É a primeira vez que as autoridades informam sobre o número de mortos nos enfrentamentos. Algumas versões não oficiais elevam o número de vítimas a cerca de 500.

O comissário em exercício da polícia do Estado de Plateau, Ikechukwu Aduba, disse que os policiais prenderam 303 pessoas em conexão com os tumultos em Jos, uma cidade que foi centro mineiro e turístico, localizada entre o sul cristão e o norte muçulmano da Nigéria. Das pessoas detidas, 139 foram levadas para a capital da Nigéria, Abuja, para interrogatório.

Aduba disse que outros suspeitos permanecem à solta, incluindo os que participaram na matança que quase dizimou uma pequena aldeia na periferia sul de Jos.

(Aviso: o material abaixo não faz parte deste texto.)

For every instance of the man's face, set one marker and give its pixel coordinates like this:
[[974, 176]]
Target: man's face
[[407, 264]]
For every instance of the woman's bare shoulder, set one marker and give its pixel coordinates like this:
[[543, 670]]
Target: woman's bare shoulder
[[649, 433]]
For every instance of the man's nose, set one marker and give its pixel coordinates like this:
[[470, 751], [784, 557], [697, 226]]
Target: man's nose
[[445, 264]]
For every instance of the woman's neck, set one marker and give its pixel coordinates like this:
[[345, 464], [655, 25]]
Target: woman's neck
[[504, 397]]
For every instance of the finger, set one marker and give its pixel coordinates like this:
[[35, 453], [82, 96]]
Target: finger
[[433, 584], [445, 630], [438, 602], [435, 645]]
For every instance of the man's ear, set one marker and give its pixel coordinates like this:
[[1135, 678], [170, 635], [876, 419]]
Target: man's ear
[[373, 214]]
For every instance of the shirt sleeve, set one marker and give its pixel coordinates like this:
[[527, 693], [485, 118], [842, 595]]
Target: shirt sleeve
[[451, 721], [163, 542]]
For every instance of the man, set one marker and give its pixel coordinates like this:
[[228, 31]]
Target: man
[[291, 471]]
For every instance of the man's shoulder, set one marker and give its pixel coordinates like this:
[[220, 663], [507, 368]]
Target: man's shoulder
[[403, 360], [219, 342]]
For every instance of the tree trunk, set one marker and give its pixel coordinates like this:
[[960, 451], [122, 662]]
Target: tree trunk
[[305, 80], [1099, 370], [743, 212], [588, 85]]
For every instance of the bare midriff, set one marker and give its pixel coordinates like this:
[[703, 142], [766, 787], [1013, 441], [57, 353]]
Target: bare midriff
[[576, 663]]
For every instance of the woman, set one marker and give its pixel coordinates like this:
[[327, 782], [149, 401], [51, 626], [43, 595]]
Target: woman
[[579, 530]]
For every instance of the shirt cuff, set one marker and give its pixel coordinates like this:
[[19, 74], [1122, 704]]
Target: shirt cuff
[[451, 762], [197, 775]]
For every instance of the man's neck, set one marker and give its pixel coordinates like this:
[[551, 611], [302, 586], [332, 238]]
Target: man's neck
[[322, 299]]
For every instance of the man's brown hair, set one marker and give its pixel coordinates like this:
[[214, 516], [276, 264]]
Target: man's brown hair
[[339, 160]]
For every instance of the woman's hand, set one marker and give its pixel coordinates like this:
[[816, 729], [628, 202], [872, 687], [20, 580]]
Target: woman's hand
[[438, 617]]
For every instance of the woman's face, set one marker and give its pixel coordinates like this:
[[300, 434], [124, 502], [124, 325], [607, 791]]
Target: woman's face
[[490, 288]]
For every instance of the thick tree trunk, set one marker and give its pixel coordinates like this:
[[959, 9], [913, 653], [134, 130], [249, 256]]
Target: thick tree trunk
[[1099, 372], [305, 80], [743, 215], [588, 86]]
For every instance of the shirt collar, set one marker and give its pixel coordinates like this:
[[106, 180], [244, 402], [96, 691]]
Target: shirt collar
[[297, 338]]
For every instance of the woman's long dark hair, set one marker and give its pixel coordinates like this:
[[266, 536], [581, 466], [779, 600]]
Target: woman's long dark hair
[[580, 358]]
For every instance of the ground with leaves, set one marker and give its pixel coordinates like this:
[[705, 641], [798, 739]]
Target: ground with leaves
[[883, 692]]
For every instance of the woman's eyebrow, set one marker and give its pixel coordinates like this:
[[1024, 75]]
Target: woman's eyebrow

Na localidade, voluntários descobriam corpos em valas comuns e em esgotos. Outros estavam no mato, fora da aldeia, com marcas de ferimentos a bala e facão.

O chefe policial também prometeu que as pessoas detidas serão julgadas em Jos. Autoridades da cidade se queixaram de que os envolvidos em episódios anteriores de violência conseguiram liberdade sob fiança em Abuja e nunca enfrentou a Justiça.

Os analistas culpam pela incessante violência étnica, religiosa e sectária que afeta o país o fato de os responsáveis pelos problemas nunca serem levados à Justiça.

Já a oposição responsabiliza alguns políticos “sem escrúpulos” que estão por trás da contínua crise que deu “má fama à Nigéria”. Segundo ele, a reputação ruim se agravou com o atentado fracassado realizado por um nigeriano contra um avião, nos Estados Unidos.

Há relatos conflitantes sobre o que desencadeou o recente derramamento de sangue. De acordo com um comissário de polícia do Estado, os conflitos começaram depois que um grupo de jovens muçulmanos incendiou uma igreja cristã, o que foi negado por líderes muçulmanos. Os muçulmanos dizem que a violência começou com uma discussão sobre a reconstrução de uma casa de muçulmanos em um bairro predominantemente cristão. A residência teria sido destruída em novembro de 2008.

A violência sectária na região central da Nigéria deixou milhares de mortos na última década. O último surto ocorreu apesar dos esforços do governo nigeriano para reprimir o extremismo religioso no país.

Os conflitos se agravaram desde 1999, quando foi implantada a sharia (lei islâmica) em 12 Estados do norte do país.

Com quase 150 milhões de habitantes divididos em mais de 200 grupos tribais, a Nigéria é o país mais povoado da África. As diferenças por questões políticas, religiosas e territoriais desencadeiam, no geral, confrontos armados.